Bengali poet (1855–1926)

Karimunnesa Khanam Chaudhurani (করিমুন্নেসা খাঁনম চৌধুরানী; 1855 – 6 September 1926) was a Bengali poet, social worker, and patron of literature.

==Early life and family==
Karimunnesa was born in 1855 into a Bengali Muslim family in Rangpur, Bengal Presidency, British Raj. Her father was Zahiruddin Muhammad Abu Ali Saber, the Zamindar of Payraband Pargana, and her mother was Rahatunnesa Sabera Chaudhurani. Her younger sister was Begum Rokeya.

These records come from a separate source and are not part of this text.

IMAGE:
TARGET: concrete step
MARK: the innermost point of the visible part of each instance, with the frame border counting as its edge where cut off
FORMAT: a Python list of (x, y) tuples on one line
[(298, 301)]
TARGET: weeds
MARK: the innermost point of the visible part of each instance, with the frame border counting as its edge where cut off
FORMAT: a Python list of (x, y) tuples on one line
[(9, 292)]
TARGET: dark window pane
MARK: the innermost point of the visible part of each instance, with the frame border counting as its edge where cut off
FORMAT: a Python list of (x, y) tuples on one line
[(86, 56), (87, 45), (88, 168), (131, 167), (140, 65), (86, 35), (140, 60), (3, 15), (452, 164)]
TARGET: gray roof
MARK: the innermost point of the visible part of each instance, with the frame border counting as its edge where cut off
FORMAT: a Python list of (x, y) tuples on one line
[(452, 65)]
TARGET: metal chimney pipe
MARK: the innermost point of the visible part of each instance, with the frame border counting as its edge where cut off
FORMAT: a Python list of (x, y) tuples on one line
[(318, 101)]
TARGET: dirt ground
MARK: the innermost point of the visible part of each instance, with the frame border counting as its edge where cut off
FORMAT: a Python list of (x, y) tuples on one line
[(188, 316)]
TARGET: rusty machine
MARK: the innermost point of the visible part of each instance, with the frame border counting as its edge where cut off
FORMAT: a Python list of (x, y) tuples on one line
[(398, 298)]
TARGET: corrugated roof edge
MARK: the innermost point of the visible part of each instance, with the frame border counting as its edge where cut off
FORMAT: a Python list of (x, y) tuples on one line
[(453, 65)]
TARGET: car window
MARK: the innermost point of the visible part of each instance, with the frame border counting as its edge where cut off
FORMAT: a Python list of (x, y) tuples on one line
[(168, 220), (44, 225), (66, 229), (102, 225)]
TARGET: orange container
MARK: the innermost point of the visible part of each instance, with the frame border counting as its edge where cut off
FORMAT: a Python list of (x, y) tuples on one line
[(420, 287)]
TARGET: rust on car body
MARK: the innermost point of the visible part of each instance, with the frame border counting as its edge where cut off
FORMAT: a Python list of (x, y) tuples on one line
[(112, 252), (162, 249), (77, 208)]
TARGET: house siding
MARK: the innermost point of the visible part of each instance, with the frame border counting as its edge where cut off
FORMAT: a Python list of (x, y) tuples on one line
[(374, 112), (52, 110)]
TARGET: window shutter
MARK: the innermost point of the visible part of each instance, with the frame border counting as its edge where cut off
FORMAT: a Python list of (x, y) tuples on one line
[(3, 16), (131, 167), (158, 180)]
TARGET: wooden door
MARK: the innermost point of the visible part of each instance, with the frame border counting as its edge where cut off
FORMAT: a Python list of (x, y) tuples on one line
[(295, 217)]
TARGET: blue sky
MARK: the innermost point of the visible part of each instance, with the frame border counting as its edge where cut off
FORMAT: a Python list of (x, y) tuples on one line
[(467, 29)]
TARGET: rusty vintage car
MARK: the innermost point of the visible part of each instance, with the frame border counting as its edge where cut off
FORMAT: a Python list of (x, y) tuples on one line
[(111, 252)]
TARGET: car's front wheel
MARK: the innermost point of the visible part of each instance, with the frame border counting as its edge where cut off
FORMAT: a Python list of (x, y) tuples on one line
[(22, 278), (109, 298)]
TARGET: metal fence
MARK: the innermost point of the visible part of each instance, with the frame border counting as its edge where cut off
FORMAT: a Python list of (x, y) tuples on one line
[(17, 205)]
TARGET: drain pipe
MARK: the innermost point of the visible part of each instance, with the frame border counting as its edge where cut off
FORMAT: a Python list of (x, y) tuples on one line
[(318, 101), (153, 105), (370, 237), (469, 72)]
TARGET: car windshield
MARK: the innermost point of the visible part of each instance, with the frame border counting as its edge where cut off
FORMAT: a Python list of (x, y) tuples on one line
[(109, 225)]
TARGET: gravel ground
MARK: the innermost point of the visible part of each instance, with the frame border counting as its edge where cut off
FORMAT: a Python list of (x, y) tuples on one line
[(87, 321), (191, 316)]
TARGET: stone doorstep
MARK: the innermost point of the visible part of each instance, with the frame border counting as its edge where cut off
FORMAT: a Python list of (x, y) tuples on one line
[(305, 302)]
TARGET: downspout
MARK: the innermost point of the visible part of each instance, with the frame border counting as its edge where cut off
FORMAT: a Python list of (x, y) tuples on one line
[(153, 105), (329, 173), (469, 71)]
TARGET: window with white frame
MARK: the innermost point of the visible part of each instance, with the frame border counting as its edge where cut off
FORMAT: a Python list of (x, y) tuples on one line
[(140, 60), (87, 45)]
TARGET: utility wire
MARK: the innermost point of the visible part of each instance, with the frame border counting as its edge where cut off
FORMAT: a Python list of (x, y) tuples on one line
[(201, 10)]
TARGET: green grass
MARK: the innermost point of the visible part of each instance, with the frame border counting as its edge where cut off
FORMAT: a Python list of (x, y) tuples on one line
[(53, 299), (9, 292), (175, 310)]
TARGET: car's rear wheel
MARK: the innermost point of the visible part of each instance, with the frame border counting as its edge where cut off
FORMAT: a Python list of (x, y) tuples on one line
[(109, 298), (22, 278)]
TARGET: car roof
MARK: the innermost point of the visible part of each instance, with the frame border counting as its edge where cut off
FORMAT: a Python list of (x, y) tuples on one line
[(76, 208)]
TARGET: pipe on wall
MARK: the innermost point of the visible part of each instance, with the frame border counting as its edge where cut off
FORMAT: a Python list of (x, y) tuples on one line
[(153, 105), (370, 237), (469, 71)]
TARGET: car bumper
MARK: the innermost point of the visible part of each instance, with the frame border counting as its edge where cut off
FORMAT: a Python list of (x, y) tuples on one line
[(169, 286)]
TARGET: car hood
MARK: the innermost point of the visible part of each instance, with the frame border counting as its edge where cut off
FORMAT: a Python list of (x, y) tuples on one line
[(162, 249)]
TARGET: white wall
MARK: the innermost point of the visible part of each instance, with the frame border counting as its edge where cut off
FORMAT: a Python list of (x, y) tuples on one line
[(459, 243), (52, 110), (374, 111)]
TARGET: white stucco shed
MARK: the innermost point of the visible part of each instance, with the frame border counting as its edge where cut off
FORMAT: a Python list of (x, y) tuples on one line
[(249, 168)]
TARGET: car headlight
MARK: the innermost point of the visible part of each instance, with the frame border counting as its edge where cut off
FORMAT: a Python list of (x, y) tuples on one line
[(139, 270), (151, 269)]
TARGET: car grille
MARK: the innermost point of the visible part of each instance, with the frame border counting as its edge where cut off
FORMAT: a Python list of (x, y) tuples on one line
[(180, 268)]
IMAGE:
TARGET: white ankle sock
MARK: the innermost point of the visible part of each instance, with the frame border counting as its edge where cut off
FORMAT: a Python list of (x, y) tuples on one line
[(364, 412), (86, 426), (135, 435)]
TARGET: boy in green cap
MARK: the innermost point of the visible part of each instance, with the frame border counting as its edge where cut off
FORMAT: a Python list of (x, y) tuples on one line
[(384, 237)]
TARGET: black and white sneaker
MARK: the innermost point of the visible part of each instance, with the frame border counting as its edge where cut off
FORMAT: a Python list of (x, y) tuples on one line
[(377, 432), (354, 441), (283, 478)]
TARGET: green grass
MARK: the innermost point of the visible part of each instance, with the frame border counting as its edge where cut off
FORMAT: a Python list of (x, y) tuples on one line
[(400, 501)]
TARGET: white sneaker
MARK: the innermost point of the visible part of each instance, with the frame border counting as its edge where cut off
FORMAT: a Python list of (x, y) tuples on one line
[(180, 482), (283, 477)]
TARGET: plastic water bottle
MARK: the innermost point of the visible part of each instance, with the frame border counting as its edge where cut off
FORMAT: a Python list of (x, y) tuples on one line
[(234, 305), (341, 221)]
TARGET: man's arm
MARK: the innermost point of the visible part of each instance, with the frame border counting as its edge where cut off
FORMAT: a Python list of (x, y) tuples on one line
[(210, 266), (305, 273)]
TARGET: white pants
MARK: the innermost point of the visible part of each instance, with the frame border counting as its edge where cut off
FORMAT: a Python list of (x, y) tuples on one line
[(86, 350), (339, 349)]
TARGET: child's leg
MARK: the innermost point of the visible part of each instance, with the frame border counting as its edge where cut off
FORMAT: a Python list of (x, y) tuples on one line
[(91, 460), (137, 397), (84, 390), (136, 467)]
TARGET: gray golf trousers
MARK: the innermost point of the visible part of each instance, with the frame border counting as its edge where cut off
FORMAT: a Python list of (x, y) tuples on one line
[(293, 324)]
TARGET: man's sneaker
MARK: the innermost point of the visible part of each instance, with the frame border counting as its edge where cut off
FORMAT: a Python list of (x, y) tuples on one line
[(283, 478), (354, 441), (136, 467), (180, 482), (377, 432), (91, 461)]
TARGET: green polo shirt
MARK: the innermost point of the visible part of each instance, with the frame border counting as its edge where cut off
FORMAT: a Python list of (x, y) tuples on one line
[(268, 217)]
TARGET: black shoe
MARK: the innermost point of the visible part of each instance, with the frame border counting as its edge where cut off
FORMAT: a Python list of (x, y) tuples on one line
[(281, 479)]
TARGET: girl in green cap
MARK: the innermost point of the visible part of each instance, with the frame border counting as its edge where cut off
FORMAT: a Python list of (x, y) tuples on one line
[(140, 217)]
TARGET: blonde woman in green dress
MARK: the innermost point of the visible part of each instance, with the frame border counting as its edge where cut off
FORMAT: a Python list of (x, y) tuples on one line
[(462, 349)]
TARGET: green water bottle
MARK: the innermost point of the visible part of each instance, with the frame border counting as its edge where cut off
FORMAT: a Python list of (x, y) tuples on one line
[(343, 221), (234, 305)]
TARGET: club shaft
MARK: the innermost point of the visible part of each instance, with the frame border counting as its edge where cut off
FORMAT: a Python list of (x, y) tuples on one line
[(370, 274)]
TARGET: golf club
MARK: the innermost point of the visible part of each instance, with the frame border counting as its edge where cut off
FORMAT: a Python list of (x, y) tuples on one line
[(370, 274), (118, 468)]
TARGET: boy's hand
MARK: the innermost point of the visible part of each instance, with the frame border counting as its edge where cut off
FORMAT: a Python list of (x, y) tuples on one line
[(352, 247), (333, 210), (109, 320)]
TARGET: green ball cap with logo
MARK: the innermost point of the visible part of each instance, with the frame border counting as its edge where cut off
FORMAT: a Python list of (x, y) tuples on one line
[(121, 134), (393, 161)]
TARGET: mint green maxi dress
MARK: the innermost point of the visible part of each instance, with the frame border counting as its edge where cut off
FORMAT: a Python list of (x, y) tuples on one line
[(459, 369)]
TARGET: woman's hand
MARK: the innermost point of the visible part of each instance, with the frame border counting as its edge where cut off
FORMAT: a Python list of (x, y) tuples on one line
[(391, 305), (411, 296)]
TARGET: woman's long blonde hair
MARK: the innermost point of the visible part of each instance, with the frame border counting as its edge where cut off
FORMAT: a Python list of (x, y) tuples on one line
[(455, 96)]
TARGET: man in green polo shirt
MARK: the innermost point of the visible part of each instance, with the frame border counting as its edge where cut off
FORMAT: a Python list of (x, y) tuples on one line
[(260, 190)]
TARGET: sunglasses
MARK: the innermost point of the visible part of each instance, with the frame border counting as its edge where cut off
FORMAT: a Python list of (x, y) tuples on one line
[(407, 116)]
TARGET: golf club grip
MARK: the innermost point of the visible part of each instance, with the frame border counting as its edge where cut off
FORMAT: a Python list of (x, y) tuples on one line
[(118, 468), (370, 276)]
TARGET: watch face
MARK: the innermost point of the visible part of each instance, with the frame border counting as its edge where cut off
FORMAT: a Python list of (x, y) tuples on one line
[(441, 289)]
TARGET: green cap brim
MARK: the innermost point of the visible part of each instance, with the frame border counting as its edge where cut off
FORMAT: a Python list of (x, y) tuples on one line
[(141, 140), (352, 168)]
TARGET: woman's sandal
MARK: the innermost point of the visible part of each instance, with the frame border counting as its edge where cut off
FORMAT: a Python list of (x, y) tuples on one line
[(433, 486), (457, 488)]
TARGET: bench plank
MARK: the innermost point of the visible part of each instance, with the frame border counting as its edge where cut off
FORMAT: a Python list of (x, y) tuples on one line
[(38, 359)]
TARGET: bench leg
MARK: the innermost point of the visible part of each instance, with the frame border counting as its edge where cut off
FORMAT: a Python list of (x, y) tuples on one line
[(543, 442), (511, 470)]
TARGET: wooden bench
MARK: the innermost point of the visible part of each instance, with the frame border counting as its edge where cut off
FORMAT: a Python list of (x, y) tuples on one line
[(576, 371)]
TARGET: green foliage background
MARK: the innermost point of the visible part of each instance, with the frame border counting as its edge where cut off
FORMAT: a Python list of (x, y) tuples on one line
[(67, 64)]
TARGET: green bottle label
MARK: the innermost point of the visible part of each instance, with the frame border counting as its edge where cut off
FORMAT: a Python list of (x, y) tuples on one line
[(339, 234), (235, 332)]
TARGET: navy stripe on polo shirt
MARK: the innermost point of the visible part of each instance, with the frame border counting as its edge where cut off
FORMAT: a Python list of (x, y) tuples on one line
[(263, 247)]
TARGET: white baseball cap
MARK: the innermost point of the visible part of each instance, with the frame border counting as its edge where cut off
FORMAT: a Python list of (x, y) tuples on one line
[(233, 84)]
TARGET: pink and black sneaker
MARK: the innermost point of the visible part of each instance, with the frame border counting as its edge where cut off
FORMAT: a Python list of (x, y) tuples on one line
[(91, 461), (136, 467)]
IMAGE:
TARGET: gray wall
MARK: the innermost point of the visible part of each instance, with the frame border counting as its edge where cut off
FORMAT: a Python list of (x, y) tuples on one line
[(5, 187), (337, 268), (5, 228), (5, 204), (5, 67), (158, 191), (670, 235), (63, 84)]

Raised in a traditional Islamic household, Karimunnesa observed the purdah and her early education began with the Quran. She memorised Persian verses by listening in on her brothers lessons, and learnt English and Bengali through her own effort. At the age of 14, she married Abdul Hakim Khan Ghuznavi, the Zamindar of Delduar in Tangail. Her husband died when she reached the age of 23, leaving behind two sons.

==Career==
Karimunnesa made sure her children were given a Western education. She had her children's schooling done in Kolkata. She sent Abdul Karim Ghaznavi, her eldest son to England when he was 13. Her second son, Abdul Halim Ghaznavi, studied at St. Xavier's College. Her sons would go on to become important and influential politicians in Bengal. She supported Begum Rokeya in her desire to study Bengali and literature. Karimunnesa's poetry were mostly about nature. She published two books, Mānas Bikāsh and Dukkha Tarangiṇī. She patronised the fortnightly magazine The Ahmadi, which was published by Abdul Hamid Khan Yusufzai. From 1884 to 1892, she served the estate manager of Delduar Estate. In 1885, Mir Mosharraf Hossain dedicated his book Bishad Shindhu to her. Begum Rokeya's book Motichur (Vol II) was dedicated to her as well. At the age of 67, Karimunnesa learnt the Arabic language in order to gain a better understanding of the Quran.

==Death==
Karimunnesa died on 6 September 1926.